You will find MSMEs in every alley of Accra, every kiosk in Kigali, and every corner of Kisumu and Kinshasa. These are the people creating jobs, feeding communities, and driving innovation. Yet, too often, what they get from professionals like us is red tape, one-size-fits-all programmes, or glossy conferences that do not touch the ground. MSMEs do not want buzzwords. They want breathing room.

They do not need empowerment speeches. They need stable electricity, fast payments, affordable finance, and clear tax processes. It is time we stopped offering them ideology and started offering infrastructure.

That woman running a tailoring shop in Tamale is not interested in whether her microloan programme aligns with global financial inclusion principles. She is interested in how soon she can get the money, whether the interest rate is bearable or if she can grow her business without drowning in paperwork. MSMEs trust what they can see, feel, and use. And that is where our work should focus, not on frameworks for their own sake but tangible outcomes that help people breathe easier.

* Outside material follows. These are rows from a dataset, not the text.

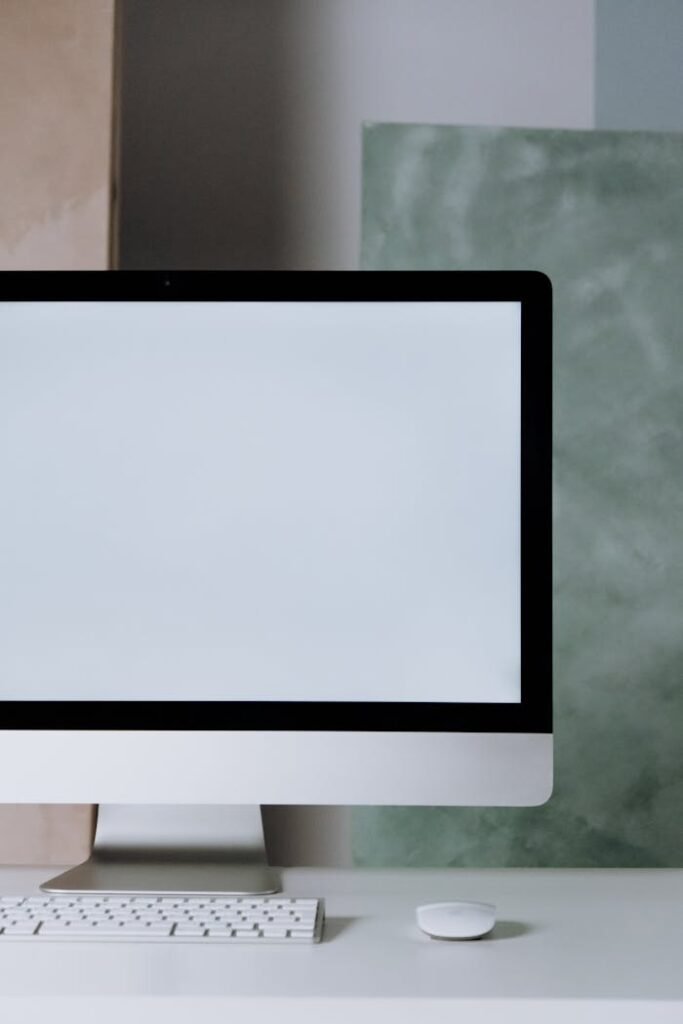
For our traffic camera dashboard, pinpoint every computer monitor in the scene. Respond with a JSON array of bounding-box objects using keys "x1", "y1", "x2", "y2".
[{"x1": 0, "y1": 271, "x2": 552, "y2": 892}]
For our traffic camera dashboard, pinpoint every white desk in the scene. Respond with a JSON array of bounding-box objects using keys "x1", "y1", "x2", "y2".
[{"x1": 0, "y1": 868, "x2": 683, "y2": 1024}]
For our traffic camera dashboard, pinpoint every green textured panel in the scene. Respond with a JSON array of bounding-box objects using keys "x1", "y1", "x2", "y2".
[{"x1": 353, "y1": 125, "x2": 683, "y2": 866}]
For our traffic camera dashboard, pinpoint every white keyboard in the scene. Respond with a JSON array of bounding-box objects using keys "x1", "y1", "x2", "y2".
[{"x1": 0, "y1": 895, "x2": 325, "y2": 946}]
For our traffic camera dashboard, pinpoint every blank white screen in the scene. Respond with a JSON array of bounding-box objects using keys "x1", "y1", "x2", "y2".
[{"x1": 0, "y1": 303, "x2": 520, "y2": 701}]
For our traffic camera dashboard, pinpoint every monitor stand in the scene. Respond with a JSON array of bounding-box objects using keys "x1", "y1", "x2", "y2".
[{"x1": 41, "y1": 804, "x2": 281, "y2": 896}]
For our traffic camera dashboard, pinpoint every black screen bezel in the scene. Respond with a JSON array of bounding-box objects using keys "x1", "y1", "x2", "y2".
[{"x1": 0, "y1": 270, "x2": 552, "y2": 733}]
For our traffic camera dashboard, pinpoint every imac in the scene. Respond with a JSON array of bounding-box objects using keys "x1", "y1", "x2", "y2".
[{"x1": 0, "y1": 271, "x2": 552, "y2": 893}]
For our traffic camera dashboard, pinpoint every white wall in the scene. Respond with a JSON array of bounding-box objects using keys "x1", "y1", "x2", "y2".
[{"x1": 121, "y1": 0, "x2": 594, "y2": 269}]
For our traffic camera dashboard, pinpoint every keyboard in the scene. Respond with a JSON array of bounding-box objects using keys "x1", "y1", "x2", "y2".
[{"x1": 0, "y1": 895, "x2": 325, "y2": 946}]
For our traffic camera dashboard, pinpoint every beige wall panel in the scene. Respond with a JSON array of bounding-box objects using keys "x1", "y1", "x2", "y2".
[
  {"x1": 0, "y1": 0, "x2": 115, "y2": 863},
  {"x1": 0, "y1": 0, "x2": 115, "y2": 270}
]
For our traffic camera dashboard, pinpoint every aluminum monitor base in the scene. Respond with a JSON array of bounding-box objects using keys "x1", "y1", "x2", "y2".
[{"x1": 41, "y1": 805, "x2": 281, "y2": 896}]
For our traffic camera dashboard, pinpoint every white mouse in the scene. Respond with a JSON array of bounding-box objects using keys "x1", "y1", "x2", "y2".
[{"x1": 417, "y1": 900, "x2": 496, "y2": 939}]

Many MSME support programmes fail because we overcomplicate what should be simple. We fill toolkits with buzzwords. We hold stakeholder engagements that do not include the stakeholders who matter most—actual entrepreneurs. And we measure success by outputs, not outcomes.

One way to flip this script is to speak plainly. We must cut the jargon. If your programme cannot be explained to a bodaboda mechanic in five sentences, go back to the drawing board.

As we build solutions, we must build with MSMEs. This might look like co-design support systems with real business owners at the table. They know what works. Respect their lived experience.

It is equally important to stay accountable. MSMEs are not just numbers in a report. They are our neighbours, our partners, our future employers. If our interventions do not serve them, we have failed.

Africa’s economic future is not written in ideology. It is being built in market stalls, workshops, kitchens, tech hubs, and delivery bikes every single day. That is where the real work is happening.

On this MSME Day, we can do more than acknowledge small business. As professionals, policymakers, and service providers, let us challenge ourselves to listen better, simplify faster, and deliver smarter. Because what most MSMEs need is not theory but breathing room, tools that work and systems that serve. And if we cannot provide that, what are we really celebrating?